Em meio à reabertura, cinemas investem pesado para reconquistar clientes
Mesmo com todos os protocolos de segurança, algumas pessoas estão com medo de serem contaminadas pelo Covid-19
Umas das áreas mais afetadas durante a pandemia do Covid-19 foi o cinema. Várias salas foram fechadas por meses, algumas não conseguiram se manter em pé e tiveram que fechar definitivamente.
Com a vacinação e a redução de casos e mortes nas cidades brasileiras, as empresas de cinema reabriram, porém, o público ainda se encontra inseguro de voltar a frequentar. Uma pesquisa feita pelo Itaú Cultural com o Instituto Datafolha, revelou que 63% das pessoas entrevistadas sentem falta de ir ao local. A pesquisa foi feita com 2.276 pessoas, entre 10 de maio e 9 de junho.
A fotografa, Gabi Coêlho, de 34 anos falou que se sente insegura de voltar a frequentar as salas de cinemas. “ A ideia de ser um espaço fechado e relativamente pequeno, me deixa insegura". Além disso, Gabi afirma que as plataformas de streamings ajudaram a suprir a falta durante o isolamento. “Eu consumo muito cinema, então tenho que recorrer às plataformas, sim. Eu já recorria antes, mas na pandemia acabei assinando mais delas. Mas o cinema tem a questão ritualística. É um universo à parte.” completou.
Já o funcionário público, Reynald Lessa, decidiu ir ao cinema após a reabertura, mas não se sentiu seguro. “O principal motivo é perceber que não há como ter uma segurança efetiva no período que se está no cinema.

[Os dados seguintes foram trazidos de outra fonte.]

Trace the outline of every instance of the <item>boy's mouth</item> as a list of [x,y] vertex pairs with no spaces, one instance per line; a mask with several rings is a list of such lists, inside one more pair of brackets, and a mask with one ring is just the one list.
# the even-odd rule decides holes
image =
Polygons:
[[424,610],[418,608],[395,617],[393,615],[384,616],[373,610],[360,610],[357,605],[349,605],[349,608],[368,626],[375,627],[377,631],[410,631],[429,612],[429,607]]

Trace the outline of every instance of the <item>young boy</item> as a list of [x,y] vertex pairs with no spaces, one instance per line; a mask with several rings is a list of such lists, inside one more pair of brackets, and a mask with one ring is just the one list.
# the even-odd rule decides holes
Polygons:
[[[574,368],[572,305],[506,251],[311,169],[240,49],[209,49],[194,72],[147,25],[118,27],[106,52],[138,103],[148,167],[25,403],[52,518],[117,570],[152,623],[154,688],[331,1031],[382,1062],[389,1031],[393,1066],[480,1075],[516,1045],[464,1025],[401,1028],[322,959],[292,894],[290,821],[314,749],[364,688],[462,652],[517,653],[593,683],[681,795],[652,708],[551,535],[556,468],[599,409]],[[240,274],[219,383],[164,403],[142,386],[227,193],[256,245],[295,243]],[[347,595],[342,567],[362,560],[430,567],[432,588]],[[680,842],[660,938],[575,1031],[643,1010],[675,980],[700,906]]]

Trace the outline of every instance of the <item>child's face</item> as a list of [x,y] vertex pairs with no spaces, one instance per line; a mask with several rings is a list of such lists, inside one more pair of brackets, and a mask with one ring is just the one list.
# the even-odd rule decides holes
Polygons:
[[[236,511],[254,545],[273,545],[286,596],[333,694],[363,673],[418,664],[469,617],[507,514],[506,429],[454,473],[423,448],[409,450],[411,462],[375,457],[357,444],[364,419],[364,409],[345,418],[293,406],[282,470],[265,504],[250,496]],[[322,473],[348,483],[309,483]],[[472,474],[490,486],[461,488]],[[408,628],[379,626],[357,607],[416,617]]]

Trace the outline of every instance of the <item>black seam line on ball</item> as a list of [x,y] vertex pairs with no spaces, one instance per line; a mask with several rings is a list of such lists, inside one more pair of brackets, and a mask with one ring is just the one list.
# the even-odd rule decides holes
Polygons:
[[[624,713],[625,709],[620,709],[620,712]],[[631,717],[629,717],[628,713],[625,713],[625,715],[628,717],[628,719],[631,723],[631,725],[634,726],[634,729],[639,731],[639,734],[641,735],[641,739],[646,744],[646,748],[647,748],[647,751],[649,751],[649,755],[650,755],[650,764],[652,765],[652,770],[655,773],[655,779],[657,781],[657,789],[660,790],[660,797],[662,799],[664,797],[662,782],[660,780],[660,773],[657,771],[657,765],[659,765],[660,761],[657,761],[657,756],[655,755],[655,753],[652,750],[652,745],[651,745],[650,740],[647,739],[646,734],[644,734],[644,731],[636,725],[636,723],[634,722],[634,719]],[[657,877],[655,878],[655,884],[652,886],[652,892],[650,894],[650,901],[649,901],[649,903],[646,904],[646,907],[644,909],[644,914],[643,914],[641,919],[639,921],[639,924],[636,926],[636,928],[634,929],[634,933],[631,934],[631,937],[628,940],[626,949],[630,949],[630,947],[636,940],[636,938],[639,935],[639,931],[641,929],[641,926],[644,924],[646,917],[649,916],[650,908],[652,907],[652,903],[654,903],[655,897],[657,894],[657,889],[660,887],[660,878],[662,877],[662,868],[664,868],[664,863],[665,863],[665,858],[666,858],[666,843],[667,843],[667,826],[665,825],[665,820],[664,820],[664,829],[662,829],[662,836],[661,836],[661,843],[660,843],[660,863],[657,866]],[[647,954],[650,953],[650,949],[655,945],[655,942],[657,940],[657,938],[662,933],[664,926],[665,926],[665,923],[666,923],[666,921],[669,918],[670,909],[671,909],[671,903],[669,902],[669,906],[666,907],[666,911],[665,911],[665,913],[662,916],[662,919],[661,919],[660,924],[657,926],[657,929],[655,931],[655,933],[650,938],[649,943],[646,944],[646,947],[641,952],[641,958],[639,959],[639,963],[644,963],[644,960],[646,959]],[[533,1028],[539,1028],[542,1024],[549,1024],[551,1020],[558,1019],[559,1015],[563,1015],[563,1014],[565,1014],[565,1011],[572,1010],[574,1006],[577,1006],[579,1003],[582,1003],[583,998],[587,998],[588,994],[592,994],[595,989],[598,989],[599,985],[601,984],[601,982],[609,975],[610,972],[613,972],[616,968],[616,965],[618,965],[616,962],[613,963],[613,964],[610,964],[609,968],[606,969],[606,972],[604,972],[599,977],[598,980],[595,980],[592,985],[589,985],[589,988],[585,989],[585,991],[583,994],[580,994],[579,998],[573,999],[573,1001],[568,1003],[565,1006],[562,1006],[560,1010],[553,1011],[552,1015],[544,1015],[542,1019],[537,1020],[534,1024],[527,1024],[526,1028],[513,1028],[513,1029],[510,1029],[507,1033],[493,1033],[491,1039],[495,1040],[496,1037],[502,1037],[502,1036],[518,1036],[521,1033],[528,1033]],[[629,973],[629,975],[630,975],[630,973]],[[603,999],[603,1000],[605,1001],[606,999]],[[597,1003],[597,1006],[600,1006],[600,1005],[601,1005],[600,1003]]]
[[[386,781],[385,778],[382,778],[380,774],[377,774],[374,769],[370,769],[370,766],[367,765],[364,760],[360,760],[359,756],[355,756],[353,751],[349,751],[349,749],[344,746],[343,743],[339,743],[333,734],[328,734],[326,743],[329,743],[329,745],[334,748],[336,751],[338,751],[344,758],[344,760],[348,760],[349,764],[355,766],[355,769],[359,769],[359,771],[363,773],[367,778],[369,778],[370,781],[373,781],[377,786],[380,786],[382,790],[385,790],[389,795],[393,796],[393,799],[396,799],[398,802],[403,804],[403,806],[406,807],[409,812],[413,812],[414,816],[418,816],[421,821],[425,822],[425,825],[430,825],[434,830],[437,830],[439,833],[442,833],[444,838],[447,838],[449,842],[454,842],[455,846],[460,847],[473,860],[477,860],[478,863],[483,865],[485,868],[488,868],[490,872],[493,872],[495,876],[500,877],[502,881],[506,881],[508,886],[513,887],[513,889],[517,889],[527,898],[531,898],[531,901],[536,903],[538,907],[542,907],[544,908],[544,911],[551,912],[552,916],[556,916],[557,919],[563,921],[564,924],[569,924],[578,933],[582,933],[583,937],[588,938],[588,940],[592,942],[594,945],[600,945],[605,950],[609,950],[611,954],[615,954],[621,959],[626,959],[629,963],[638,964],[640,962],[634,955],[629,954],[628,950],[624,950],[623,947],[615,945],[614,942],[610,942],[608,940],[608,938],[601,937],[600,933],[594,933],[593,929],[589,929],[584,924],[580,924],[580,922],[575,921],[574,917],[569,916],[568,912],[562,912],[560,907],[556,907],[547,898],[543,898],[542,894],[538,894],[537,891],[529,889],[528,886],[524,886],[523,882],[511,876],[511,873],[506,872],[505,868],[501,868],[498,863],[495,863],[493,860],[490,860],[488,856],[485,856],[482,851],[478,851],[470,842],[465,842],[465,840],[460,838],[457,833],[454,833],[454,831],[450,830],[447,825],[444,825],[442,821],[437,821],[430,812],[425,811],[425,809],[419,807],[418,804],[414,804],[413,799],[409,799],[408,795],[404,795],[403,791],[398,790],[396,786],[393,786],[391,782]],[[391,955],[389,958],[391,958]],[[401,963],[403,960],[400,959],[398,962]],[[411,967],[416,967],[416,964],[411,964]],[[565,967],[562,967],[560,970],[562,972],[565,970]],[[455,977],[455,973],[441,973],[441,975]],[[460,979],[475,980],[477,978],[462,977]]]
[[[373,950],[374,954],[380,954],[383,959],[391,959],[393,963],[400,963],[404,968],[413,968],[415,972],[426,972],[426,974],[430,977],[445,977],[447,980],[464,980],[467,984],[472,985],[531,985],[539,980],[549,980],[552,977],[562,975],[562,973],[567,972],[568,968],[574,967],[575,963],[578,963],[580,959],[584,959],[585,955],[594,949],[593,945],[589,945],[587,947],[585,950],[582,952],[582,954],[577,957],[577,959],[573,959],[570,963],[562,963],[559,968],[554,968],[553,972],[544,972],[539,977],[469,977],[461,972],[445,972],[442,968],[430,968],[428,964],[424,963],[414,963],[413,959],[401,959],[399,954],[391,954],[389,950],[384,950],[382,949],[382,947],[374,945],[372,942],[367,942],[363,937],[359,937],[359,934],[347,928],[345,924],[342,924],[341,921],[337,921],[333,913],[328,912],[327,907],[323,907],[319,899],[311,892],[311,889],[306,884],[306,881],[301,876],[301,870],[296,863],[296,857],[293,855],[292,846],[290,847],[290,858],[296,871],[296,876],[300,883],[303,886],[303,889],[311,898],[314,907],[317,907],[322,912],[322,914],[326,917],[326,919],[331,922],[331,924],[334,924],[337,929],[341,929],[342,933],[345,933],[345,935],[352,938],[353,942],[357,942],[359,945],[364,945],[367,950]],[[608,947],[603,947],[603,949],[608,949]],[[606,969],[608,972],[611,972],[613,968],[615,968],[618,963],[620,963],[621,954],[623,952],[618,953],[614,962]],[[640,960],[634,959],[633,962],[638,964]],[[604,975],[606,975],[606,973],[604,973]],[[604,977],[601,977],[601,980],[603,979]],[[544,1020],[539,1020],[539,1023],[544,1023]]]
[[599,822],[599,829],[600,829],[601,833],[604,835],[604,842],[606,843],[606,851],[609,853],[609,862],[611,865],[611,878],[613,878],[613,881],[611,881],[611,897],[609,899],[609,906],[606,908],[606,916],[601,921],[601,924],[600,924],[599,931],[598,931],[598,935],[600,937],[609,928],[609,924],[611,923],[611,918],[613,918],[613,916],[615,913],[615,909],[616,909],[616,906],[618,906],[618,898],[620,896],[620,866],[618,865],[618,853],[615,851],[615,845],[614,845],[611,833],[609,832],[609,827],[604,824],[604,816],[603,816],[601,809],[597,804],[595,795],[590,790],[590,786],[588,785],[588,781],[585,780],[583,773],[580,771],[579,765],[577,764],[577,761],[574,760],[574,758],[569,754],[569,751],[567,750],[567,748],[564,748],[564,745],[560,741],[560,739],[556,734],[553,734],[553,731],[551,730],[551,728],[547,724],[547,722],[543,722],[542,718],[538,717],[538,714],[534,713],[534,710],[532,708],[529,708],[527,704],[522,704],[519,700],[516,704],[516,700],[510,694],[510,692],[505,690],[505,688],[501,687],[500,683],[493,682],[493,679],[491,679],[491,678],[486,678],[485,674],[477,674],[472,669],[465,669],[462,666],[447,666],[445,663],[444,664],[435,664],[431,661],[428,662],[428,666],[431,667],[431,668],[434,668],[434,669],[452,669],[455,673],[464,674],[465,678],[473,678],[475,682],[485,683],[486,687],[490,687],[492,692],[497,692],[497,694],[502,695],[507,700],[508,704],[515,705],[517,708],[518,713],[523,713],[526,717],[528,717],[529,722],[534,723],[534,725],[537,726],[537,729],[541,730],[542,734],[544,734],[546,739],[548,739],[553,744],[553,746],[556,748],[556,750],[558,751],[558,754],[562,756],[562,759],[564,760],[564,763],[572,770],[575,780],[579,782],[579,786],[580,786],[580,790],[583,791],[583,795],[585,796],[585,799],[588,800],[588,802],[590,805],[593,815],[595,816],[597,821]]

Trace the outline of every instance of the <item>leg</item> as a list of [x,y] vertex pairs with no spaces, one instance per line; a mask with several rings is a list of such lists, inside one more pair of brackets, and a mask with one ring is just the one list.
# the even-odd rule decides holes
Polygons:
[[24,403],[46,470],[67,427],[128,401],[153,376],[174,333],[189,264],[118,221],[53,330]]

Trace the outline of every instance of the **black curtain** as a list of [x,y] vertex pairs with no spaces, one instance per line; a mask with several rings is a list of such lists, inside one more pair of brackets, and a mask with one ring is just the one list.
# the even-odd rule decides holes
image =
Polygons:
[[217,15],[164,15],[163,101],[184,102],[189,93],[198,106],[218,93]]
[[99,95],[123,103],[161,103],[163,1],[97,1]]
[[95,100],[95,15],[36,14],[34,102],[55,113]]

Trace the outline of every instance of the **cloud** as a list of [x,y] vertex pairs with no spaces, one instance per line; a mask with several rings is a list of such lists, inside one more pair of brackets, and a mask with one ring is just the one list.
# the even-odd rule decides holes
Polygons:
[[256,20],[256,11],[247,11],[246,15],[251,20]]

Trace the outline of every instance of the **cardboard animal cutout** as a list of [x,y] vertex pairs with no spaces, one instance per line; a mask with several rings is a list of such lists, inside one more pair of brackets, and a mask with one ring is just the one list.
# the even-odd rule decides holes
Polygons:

O distanciamento entre cadeiras não faz com que o vírus não circule no ambiente fechado e com ar condicionado” disse.
Reynald afirmou que com o avanço da vacinação pretende voltar em breve a frequentar as salas de cinema. “Acredito que com a vacinação avançada, certamente em breve estarei retornando gradualmente as idas ao cinema” completou.
O Diretor Comercial e de Marketing do Cinesystem, Sherlon Adley, afirmou que nada substitui a experiência presencial. “Nosso setor vive de experiência presencial. Encontro com os amigos, pipoca quentinha, não existe um equivalente virtual para a emoção única que o cinema consegue oferecer. Acreditamos muito na força da experiência do cinema.”
O Diretor também falou que a empresa está tomando todas as providências necessárias para que os consumidores tenham a maior segurança durante as sessões “Além das medidas de limpeza e desinfecção, trabalhamos com público reduzido. Livre de qualquer falha de cálculo humano, a distância entre as poltronas e o número de pessoas por sessão é definida automaticamente no ato da compra do ingresso. Cada cliente chega a “bloquear” em média seis outros lugares ao redor de onde estará sentado, assim que seleciona sua poltrona. Nossa preocupação principal agora é cativar novamente o cliente, mostrar que ele pode voltar a frequentar as salas com segurança e tranquilidade.”
Durante os anos de 2020 e 2021, o consumo de plataformas de streamings aumentaram no Brasil, é o que afirma uma pesquisa realizada pelo o Kantar IBOPE. Os brasileiros passaram, em 2021, em média, 1h49min em frente a televisão, comparado aos 49min do ano anterior.
Por mais que as assinaturas dos streamings pagos tenham aumentado, ele não conseguiu suprir a necessidade que alguns consumidores têm de ir ao cine. “Para mim não funciona, por o cinema ser uma coisa meio que 'ritual', porque o que eu digo com isso, é você se deslocar, você pagar por aquele serviço, é um serviço que você não vai tá em casa. O cinema proporciona experiências e sentidos que um streaming dentro de casa não vai proporcionar, pelo menos não na minha realidade” afirmou Felipe Rosa, 28 anos, estudante.
O estudante falou que voltou a frequentar o cinema pelas medidas de segurança tomadas pelas empresas, como distanciamento social, redução de ingressos disponíveis por sessão e obrigatoriedade do uso de máscara. “As salas são grandes e as pessoas estão mais espaçadas, não tô vendo aglomerações, além de que, eu escolho dias e horários para ir que eu sei que não vai está tão cheia, sabe, então eu me sinto bem mais seguro também tenho essa outra atitude de escolher os dias e o horário aqui não vai tá tão cheio assim.”
A opinião de Felipe também é a mesma do funcionário público estadual, Kayman Lima, de 29 anos, que também optou de voltar a frequentar o cinema. “Eu acredito ser sim um atrativo [as medidas higiênicas], mas as pessoas precisam continuar mantendo sempre os cuidados pessoais também.”
O funcionário público falou do medo de se contaminar. “O medo de me contaminar existe em qualquer ocasião que precise sair de casa, mas acredito que dentro de um ambiente controlado e devidamente higienizado, os riscos são menores.” disse.